Presentación
«Dígase lo que se diga acerca del dulce milagro de la fe ciega, considero aterradora y despreciable la capacidad de tenerla», afirma el pirandelliano protagonista de Madre Noche, en lo que constituye una auténtica declaración de principios de la novela y del autor.
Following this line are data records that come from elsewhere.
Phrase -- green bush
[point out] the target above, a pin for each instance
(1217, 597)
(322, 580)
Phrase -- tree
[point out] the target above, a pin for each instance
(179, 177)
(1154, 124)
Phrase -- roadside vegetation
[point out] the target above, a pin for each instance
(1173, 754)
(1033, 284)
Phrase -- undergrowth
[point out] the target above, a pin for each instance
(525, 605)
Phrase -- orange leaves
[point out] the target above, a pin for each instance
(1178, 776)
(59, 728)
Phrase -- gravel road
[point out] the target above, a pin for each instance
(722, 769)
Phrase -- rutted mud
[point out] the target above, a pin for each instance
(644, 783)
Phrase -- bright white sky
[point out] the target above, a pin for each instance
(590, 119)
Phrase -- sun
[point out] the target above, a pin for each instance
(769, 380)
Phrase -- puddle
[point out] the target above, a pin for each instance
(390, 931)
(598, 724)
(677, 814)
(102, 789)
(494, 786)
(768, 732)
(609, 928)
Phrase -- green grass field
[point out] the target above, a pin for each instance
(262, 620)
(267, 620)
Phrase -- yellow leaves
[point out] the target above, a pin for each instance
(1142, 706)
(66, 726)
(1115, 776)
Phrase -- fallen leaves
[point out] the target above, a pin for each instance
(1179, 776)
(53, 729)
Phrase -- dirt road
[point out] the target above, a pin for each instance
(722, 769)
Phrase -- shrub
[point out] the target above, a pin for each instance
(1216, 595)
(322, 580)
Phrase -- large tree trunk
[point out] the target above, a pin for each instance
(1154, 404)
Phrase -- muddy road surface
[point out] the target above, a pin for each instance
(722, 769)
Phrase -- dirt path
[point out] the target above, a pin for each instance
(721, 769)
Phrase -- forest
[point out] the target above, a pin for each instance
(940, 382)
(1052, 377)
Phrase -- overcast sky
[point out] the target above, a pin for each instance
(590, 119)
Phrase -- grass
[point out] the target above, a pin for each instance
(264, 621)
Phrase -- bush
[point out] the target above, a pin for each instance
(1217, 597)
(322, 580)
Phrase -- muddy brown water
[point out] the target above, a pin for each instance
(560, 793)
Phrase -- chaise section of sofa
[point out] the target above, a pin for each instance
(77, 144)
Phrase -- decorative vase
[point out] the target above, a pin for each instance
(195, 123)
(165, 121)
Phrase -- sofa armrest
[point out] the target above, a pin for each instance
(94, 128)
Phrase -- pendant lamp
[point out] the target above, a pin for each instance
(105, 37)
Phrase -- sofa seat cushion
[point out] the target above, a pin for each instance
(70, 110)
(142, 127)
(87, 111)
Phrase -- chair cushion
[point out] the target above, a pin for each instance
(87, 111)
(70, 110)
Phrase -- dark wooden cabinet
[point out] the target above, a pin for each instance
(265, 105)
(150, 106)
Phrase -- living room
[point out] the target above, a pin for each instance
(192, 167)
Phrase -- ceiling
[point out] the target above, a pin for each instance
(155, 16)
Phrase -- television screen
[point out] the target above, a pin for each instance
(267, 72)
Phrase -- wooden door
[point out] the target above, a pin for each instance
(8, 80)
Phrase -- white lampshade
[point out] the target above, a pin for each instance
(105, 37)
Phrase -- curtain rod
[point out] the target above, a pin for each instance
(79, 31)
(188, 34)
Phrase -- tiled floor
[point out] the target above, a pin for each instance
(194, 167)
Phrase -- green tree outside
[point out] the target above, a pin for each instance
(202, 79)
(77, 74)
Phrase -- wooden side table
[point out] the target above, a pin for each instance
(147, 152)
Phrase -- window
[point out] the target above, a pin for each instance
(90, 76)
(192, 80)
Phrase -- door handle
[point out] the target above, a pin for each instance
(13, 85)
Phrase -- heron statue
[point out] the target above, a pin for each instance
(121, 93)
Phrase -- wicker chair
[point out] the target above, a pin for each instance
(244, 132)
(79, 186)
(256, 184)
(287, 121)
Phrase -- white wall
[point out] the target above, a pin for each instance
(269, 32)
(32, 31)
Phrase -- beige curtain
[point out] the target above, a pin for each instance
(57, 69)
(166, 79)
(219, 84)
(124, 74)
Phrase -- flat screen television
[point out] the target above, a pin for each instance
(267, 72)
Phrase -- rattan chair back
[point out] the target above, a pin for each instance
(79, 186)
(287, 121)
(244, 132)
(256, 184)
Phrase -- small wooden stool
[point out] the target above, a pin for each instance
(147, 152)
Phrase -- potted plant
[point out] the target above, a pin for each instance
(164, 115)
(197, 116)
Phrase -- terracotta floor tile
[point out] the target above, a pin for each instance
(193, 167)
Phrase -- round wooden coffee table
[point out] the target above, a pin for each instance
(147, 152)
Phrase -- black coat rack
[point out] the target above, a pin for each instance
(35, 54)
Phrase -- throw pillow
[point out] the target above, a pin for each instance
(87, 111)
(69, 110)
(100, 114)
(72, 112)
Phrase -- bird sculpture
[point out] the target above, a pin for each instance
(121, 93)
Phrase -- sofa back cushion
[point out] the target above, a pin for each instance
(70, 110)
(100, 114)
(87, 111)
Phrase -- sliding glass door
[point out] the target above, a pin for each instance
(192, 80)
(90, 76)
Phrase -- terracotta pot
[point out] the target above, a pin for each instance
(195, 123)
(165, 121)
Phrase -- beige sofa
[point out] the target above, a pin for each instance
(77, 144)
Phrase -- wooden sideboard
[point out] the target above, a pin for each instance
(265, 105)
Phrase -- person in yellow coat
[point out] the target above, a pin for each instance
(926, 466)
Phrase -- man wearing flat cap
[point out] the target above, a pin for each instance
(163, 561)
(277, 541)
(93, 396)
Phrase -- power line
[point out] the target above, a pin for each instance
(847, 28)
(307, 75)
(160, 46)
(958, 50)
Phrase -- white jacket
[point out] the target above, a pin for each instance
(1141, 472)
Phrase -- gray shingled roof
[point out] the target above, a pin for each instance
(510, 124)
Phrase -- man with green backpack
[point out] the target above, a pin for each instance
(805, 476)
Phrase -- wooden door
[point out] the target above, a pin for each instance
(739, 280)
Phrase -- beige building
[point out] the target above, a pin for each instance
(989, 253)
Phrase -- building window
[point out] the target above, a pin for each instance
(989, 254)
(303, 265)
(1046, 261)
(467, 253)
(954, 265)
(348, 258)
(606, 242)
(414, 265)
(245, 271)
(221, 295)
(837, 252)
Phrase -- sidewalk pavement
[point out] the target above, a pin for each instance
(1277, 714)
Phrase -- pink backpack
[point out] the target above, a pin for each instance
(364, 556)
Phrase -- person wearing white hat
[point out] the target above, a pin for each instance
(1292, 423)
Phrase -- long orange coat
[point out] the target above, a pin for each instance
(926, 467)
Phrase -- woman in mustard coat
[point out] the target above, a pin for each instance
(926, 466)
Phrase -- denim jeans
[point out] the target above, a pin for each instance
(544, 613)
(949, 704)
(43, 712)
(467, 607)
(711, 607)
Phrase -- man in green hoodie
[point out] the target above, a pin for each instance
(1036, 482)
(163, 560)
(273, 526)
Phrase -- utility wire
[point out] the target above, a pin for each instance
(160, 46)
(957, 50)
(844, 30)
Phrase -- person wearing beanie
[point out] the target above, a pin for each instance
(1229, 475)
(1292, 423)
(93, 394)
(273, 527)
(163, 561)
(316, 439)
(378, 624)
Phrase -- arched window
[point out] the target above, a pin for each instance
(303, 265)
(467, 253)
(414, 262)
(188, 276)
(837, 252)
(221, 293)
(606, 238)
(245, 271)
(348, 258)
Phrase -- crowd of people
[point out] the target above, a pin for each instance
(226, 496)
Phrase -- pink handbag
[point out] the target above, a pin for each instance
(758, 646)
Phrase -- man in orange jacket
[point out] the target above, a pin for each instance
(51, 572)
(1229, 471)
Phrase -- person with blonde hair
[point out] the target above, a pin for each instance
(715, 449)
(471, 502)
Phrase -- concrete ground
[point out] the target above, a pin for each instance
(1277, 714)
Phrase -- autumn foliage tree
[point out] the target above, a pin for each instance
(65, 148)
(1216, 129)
Pues Madre Noche es, entre otras cosas, un elogio (en el sentido erasmiano) de la duda frente a unos intereses contrapuestos que exigen adhesiones incondicionales y ortodoxias ético-ideológicas sólo posibles para cerebros poco desarrollados o deliberadamente inhibidos, como si la política de tontos útiles fuera la única viable, y la sola elección que le quedara al individuo fuera (y no siempre) la de alinearse con uno u otro tipo de tontos.
En un mundo en que sólo los «creyentes» de una u otra mitología parecen tener sitio, Vonnegut aboga por el derecho –y el deber– al escepticismo y la duda.
No en vano el libro está dedicado a Mata Hari: en el farisaico mundo de un fair play estereotipado e hipócrita, Madre Noche pone de manifiesto el doble juego, el juego múltiple que nos vemos obligados a jugar no sólo para sobrevivir, sino incluso para ser, a la vez que denuncia el maniqueísmo ideológico que, por ejemplo, se rasga las vestiduras ante la brutalidad nazi y silencia la de los aliados.
La única diferencia entre las matanzas de judíos por los nazis y las de civiles alemanes (Dresde), japoneses (Hiroshima) o vietnamitas por los estadounidenses, estriba en que los judíos manejan un aparato propagandístico-cultural más poderoso y de mayor incidencia en la opinión pública (sin que sus fundadas lamentaciones, dicho sea de paso, y puesto que de maniqueísmo estamos hablando, les hayan impedido crear un sionismo que no se diferencia gran cosa del nazismo).
Pese a estar centrada en la figura de un espía, un presunto agente doble, Madre Noche sigue siendo, como toda la obra de Vonnegut (y de ahí su incidencia en la contracultura estadounidense), una balada del desertor, si no una oda. Es, en cierto modo, el contrapunto de Matadero 5, cuyo protagonista representa, por así decirlo, al desertor «por defecto»: el individuo desbordado por los acontecimientos y sumido en una pasividad perpleja. Howard W. Campbell, Jr., es el desertor «por exceso», el que para no ahogarse se sube a la cresta de la ola de los acontecimientos, el que intenta salirse del sistema no dejando de participar sino mediante una participación plural, ambigua, contradictoria. El uno intenta mantenerse a flote «haciendo el muerto»; el otro, braceando frenéticamente en varias direcciones a la vez, en unas aguas en las que sólo los privilegiados y los políticos de profesión saben nadar. Y guardar la ropa, claro.